For the BJP, it is surely an important seat to literally make inroads into Kerala and it has all its leaders from neighbouring ‘saffron’ district campaigning in the region.
MLAs Sunil Kumar Karkala, Vedavyas Kamat, Dr Bharat Shetty, Karnataka BJP president Nalin Kumar Kateel, ministers Kota Srinivasa Poojary, S Angara have all paid Manjeshwaram a visit to win over the 'gadinadu’ (border land) Kannadigas.
Bantwal MLA Rajesh Naik who was in the constituency today (April 1) seemed confident of a victory as “even Muslim and Christian households that we visited echoed the sentiment".
Christians in Manjeshwar constitute around 2-3 per cent of the votes. Surendran has been meeting local Christian leaders and was also recently in Mangalore seeking the blessings from bishop Peter Paul Saldanha of Mangalore Diocese.
"Until now many Hindus refrained from voting for the BJP, as they thought it was in vain given that there was no way we would win. But after the close fight last time, many reluctant voters also have expressed willingness to exercise their franchise this time,” said a local volunteer.
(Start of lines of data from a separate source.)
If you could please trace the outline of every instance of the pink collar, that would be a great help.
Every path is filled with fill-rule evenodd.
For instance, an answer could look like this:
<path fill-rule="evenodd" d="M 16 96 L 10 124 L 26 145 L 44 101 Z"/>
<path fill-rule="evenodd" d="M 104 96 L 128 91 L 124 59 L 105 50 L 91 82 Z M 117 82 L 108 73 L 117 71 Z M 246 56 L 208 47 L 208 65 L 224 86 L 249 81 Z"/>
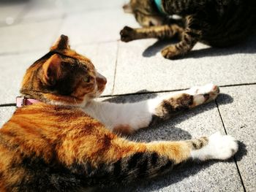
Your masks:
<path fill-rule="evenodd" d="M 21 107 L 26 105 L 31 105 L 31 104 L 39 103 L 39 102 L 40 102 L 39 101 L 34 99 L 25 98 L 23 96 L 16 97 L 17 107 Z"/>

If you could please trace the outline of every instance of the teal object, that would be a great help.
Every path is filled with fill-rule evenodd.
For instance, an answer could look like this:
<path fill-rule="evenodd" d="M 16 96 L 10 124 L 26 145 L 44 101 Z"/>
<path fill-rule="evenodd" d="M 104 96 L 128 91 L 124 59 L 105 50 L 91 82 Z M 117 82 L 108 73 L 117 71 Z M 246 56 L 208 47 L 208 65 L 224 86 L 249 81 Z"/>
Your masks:
<path fill-rule="evenodd" d="M 165 12 L 164 12 L 164 10 L 162 8 L 162 0 L 154 0 L 154 3 L 156 4 L 159 12 L 163 15 L 165 15 Z"/>

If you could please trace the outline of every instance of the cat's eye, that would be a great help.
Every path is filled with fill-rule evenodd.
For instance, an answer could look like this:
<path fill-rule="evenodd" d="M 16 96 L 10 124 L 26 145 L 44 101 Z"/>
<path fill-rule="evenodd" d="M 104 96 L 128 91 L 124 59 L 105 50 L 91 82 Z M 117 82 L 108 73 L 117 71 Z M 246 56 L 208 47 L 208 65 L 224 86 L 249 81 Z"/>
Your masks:
<path fill-rule="evenodd" d="M 90 82 L 90 77 L 86 75 L 86 77 L 83 77 L 83 81 L 85 82 Z"/>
Surendran, who has been shuttling between his two chosen constituencies, is hopeful of accomplishing what they missed by a whisker last time, owing to "the adjustment politics and the malpractices like bogus votes”.
“We are well prepared to tackle it this time. Development is our only agenda as Manjeshwaram is the most underdeveloped area, lacking everything from schools to roads to drinking water. My aim is to make a self-reliant Manjeshwar," says Surendran.